Teen Vogue’s political coverage was largely viewed on social media as an aberration. The reactions to Lauren Duca’s prescient piece on Donald Trump’s psychological manipulation of America ranged from baffled to belittlement. One Twitter user expressed with well-meaning shock, “Who would have guessed @TeenVogue might be the future of political news. Unreal coverage of the election.” Another simply snapped, “Go back to acne treatments.”

The deep-seated expectation that a women’s magazine, especially one aimed at teenage girls, couldn’t possibly cover an election cycle marked by rampant misogyny in a smart and nuanced way is not only sexist—it’s downright simple-minded. Who do you think those “grab them by the pussy” comments were referring to? In a distressingly familiar double standard, Playboy can feature hard-hitting articles and interviews, but when Teen Vogue covers the Black Lives Matter movement, minds are blown.

While the influence of editor Elaine Welteroth on Teen Vogue’s political coverage cannot be underestimated (and also highlights the importance of diversity in leadership positions in media), the bewilderment associated with it points to a disheartening phenomenon: We usually don’t expect media targeting teenage girls to be intelligent. And that’s because we tend to view women—especially young women—as unreasonable, emotional, and naïve (all the worse when you consider that this naiveté is often spoken of in explicitly sexual terms).

In 2013, GQ published an article profiling the members of One Direction, the mega-popular (now defunct?) British boy band. And as we know, you can’t really write an article about a boy band without insulting their predominantly female audience. At the height of the Beatles’ popularity, Paul Johnson wrote that, “Those who flock round the Beatles, who scream themselves into hysteria, whose vacant faces flicker over the TV screen, are the least fortunate of their generation, the dull, the idle, the failures.”

Keeping with that shining tradition, writer Jonathan Heaf stated, “By now we all know the immense transformative power of a boy band to turn a butter-wouldn’t-melt teenage girl into a rabid, knicker-wetting banshee who will tear off her own ears in hysterical fervour when presented with the objects of her fascinations.” He doesn’t go so far as to call them failures, instead comparing these teenage girls to “wild bison” and “a dark pink oil slick that howls and moans and undulates with every impish crotch-thrust from their idols’ plinths. Thousands of female fans caught on the cusp of their own sexual awakening.” Because nothing’s as innocent as a 30-something-year-old man writing ad nauseum on the sexuality of teenage girls.

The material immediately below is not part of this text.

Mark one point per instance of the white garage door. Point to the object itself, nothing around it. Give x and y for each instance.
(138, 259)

What I’m saying, I guess, is that there’s nothing wrong with the things or the way teenage girls love. But there is something deeply wrong with the rest of us, as a whole. There’s something wrong with the way we treat teenage girls, with how we telegraph, and often explicitly say, that everything they touch or think is desperately uncool and unserious.

At least, that is the message heard, whether intended or not, every time an adult bemoans the trials of raising teenage girls but not boys. That is the message heard when journalists express surprise at the fact that sharp, well-argued pieces can exist alongside pieces on what happens when you put lipstick under a microscope. Teenage girls are nuanced, complicated human beings. Indeed, they’ve never been anything less.


Rachelle Hampton is a senior at Northwestern University. Her work has been published in Smithsonian Magazine, In These Times, Slate and The Chicago Defender. She was previously an editorial intern at New America.